Pour la rédaction des clauses d’assurance à inclure dans les contrats de construction, notamment dans le cadre d’appels d’offres publics, il y a lieu de faire appel à un avocat spécialisé en cette matière. En effet, bien que les clauses des CCDC soient généralement adéquates, elles ne prévoient que la couverture minimale et sont rédigées de manière large.
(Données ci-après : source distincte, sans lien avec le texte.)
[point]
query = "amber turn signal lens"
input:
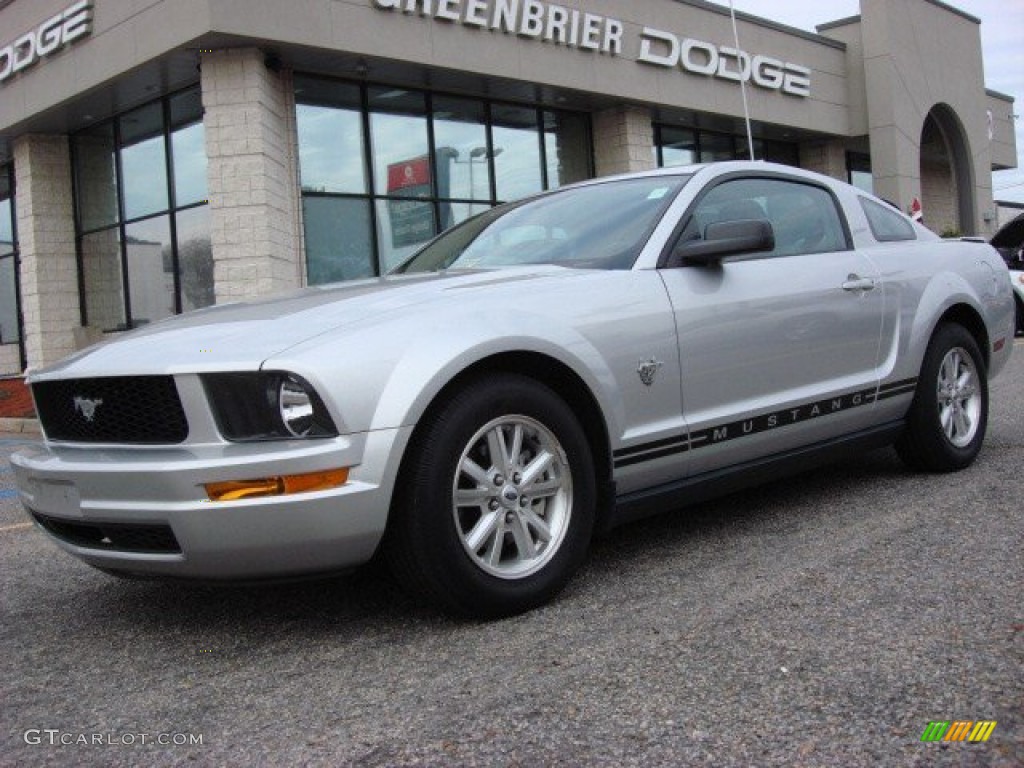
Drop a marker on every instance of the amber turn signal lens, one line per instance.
(233, 489)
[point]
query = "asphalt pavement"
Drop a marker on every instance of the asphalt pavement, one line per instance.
(819, 621)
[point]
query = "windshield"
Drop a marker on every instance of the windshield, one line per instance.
(598, 226)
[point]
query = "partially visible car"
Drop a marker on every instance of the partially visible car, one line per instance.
(548, 369)
(1009, 241)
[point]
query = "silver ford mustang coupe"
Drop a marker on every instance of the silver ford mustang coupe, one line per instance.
(544, 371)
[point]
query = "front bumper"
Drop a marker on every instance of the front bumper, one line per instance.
(161, 522)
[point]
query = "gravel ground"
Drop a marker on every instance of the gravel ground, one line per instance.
(821, 621)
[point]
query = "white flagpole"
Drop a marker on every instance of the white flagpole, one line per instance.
(742, 82)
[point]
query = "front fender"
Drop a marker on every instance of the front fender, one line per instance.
(427, 367)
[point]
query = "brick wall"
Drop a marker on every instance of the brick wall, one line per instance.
(252, 175)
(46, 242)
(624, 140)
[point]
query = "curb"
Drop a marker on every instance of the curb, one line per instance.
(25, 426)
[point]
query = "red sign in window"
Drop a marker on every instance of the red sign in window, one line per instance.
(409, 173)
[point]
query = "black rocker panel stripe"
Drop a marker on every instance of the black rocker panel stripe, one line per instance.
(757, 424)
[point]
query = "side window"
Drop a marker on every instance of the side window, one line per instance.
(804, 217)
(887, 225)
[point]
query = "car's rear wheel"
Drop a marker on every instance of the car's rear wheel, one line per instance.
(496, 503)
(948, 417)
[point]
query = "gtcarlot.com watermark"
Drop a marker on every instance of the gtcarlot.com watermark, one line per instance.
(57, 737)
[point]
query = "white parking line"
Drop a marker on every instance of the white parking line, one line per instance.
(18, 526)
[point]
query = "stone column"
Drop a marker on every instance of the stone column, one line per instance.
(624, 140)
(253, 182)
(46, 243)
(827, 158)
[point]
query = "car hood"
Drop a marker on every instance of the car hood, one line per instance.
(241, 336)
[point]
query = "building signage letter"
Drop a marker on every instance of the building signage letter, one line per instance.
(560, 25)
(48, 38)
(670, 59)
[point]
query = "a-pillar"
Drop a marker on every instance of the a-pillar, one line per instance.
(624, 140)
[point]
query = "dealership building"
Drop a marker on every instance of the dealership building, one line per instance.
(159, 156)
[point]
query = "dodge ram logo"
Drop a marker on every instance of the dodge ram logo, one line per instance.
(87, 407)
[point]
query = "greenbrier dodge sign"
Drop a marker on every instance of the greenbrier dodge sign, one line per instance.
(577, 29)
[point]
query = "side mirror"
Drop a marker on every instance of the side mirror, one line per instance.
(724, 239)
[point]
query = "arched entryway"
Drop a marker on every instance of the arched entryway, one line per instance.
(946, 173)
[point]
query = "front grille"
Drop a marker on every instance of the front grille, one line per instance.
(141, 410)
(114, 537)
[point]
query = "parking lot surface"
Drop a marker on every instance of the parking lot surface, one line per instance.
(823, 620)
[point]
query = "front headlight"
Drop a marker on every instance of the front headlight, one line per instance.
(266, 406)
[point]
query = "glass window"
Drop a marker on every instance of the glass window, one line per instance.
(435, 160)
(339, 239)
(517, 153)
(687, 145)
(804, 217)
(8, 300)
(95, 177)
(188, 147)
(195, 258)
(679, 146)
(101, 273)
(151, 269)
(858, 166)
(10, 331)
(716, 146)
(6, 220)
(566, 137)
(143, 252)
(331, 142)
(599, 226)
(462, 155)
(781, 152)
(887, 224)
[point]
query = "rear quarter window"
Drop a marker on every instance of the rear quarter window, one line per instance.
(887, 225)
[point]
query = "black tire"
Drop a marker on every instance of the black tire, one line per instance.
(429, 541)
(929, 442)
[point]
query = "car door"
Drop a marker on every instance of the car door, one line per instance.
(778, 349)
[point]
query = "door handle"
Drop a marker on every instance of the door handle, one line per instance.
(856, 283)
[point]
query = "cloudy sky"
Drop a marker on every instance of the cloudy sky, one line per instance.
(1003, 48)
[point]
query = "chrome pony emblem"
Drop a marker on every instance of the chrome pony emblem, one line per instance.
(87, 407)
(647, 370)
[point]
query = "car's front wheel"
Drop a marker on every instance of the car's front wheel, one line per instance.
(496, 502)
(949, 414)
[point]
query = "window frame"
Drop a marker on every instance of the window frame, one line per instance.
(665, 259)
(121, 225)
(738, 144)
(438, 204)
(7, 169)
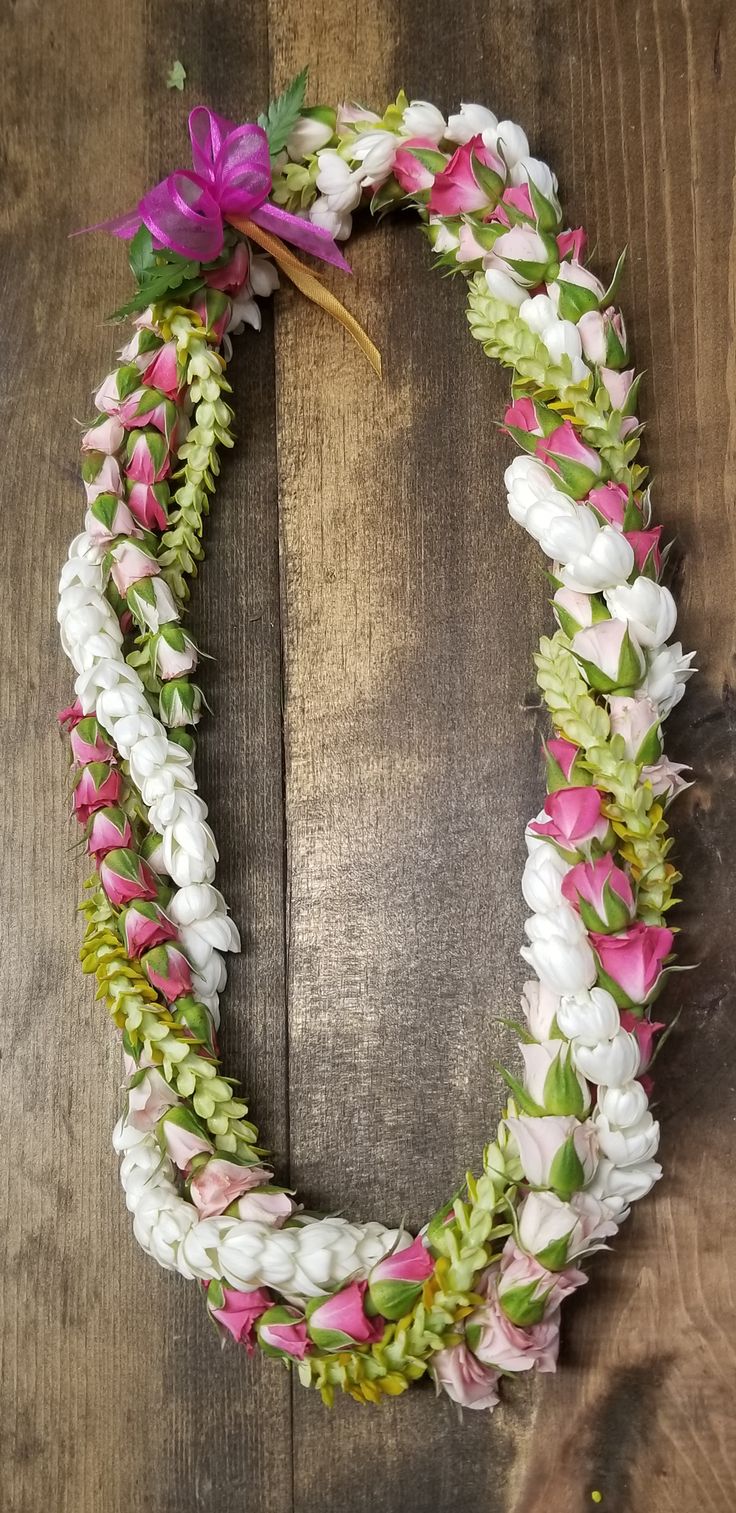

Selon le projet et ses caractéristiques propres, un donneur d’ordre pourra vouloir se doter d’une couverture supérieure ou d’une couverture spécifique, en précisant contractuellement les garanties, extensions de garantie, sous-limites et exclusions requises pour son projet. 

Pour les entrepreneurs, sous-traitants et professionnels, un conseiller juridique sera à même de réviser la couverture d’assurance pour un projet donné – sur la base des clauses d’assurance prévues aux contrats mais aussi à partir du libellé des polices d’assurance effectivement souscrites – et ainsi permettre d’identifier les risques et les biens non couverts, ce qui participe à une saine gestion de risque. 

Finalement, pour la souscription des produits d’assurance et pour la gestion des réclamations, un courtier d’assurance spécialisé en construction est un allié formidable, voire incontournable. Le marché de l’assurance est en constante évolution, avec des nouvelles garanties, exclusions et exigences, notamment en matière d’assurance pollution, de retard sur le démarrage et de biens en transport. L’optimisation de la couverture et la gestion du risque financier exigent les services spécialisés offerts par les firmes de courtage, notamment en matière de surveillance des marchés, d’expertise en sinistres et de services d’ingénierie. 

Cet aide-mémoire demeure cela, un aide-mémoire.

Aux fins de la souscription des assurances pour votre projet de construction, nous vous invitons à consulter vos professionnels juridiques et en courtage d’assurance.


Notes

1   Optimum, société d'assurances inc. c Plomberie Raymond Lemelin inc., 2009 QCCA 416.

2   Commonwealth Construction Co. Ltd. c Imperial Oil Ltd., 1976 CanLII 138 (CSC), [1978] 1 RCS 317 ; Axa Assurances inc. c Valko Électrique inc., 2008 QCCA 2414.

3  

Compagnie d'assurances Missisquoi c Constructions Reliance inc. (Construction Reliance du Canada ltée), 2018 QCCS 1049.